Les suppléments sont majoritairement issus du disque canadien, avec comme morceau principal un Making of de trente minutes qui donne la parole à toute l’équipe du film et permet de juger des ambiances de plateau. Caleb Landry Jones, qui livre dans le film une performance d’acteur et physique totalement hallucinée s’y dévoile beaucoup plus décontracté et jovial que son rôle ne le laisserait suggérer.
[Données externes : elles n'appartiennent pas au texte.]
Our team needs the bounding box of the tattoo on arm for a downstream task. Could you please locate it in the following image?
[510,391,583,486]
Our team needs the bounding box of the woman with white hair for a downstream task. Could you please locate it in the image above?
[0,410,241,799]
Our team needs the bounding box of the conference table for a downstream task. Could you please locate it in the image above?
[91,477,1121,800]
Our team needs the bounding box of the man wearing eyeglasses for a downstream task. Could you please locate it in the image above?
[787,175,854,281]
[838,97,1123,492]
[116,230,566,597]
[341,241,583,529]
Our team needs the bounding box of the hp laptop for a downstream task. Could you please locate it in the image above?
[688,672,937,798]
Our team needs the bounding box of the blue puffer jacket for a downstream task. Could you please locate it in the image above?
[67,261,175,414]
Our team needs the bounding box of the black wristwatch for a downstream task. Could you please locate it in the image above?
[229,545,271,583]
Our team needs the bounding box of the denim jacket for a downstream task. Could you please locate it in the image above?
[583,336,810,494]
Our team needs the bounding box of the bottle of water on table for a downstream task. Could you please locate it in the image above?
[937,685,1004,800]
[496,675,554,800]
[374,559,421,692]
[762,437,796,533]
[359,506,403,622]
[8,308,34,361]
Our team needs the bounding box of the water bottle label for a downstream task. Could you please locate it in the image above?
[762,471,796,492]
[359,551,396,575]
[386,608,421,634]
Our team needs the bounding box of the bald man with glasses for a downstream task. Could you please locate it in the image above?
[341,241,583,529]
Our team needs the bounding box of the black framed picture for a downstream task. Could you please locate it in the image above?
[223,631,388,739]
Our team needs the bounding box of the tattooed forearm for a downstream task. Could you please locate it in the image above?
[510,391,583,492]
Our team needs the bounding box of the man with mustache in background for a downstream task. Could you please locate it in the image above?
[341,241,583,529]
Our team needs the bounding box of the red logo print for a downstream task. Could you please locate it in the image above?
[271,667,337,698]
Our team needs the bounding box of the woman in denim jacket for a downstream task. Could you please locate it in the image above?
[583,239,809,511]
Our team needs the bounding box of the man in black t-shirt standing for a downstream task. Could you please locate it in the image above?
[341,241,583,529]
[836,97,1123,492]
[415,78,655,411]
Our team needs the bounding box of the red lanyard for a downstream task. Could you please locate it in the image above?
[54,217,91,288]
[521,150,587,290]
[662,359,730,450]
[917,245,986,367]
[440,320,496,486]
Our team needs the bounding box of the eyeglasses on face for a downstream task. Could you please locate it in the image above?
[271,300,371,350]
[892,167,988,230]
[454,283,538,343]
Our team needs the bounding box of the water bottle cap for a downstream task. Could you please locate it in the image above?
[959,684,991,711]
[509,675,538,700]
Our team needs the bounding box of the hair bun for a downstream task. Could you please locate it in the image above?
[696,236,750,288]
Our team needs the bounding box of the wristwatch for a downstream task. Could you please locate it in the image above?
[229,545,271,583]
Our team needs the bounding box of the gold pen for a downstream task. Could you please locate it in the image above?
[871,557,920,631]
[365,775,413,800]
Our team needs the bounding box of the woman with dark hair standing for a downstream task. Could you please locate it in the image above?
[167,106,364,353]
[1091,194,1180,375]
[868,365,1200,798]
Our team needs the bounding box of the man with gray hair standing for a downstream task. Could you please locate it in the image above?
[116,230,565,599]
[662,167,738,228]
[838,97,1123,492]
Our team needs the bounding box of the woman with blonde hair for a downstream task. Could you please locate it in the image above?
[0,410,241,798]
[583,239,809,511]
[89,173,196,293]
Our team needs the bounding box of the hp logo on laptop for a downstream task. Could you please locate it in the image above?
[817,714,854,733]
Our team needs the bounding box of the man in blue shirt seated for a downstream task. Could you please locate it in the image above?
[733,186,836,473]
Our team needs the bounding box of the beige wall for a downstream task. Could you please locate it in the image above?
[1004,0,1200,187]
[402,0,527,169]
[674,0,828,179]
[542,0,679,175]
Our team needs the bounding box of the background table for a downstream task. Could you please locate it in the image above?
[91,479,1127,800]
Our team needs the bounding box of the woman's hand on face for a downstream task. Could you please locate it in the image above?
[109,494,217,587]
Il y explique sa relation avec Sarah Gadon et la distance que les deux acteurs ont voulu conserver pour correspondre à celle des personnages dans le film. Dommage que bon nombre d’extraits du making of se retrouvent dans Analyse de 5 scènes du film qui est, du coup, redondant. Il vaut mieux se retourner vers l’interview parisienne de Brandon Cronenberg où il revient sur ses influences et parle de la médiatisation des idoles avec beaucoup d’intérêt. Cinq minutes de scènes coupées après la projection au Festival de Cannes – avec ou sans commentaire – complètent les suppléments. Pour qui aime ce genre d’exercice, l’écoute du commentaire audio du réalisateur et de son directeur de la photographie, Karim Hussein est absolument passionnante et riche en informations. Dommage encore que le court métrage de fin d’étude de Brandon Cronenberg, Broken Tulips, qui a servi de base à Antiviral, ne figure pas sur le disque pour des questions de droits, on imagine.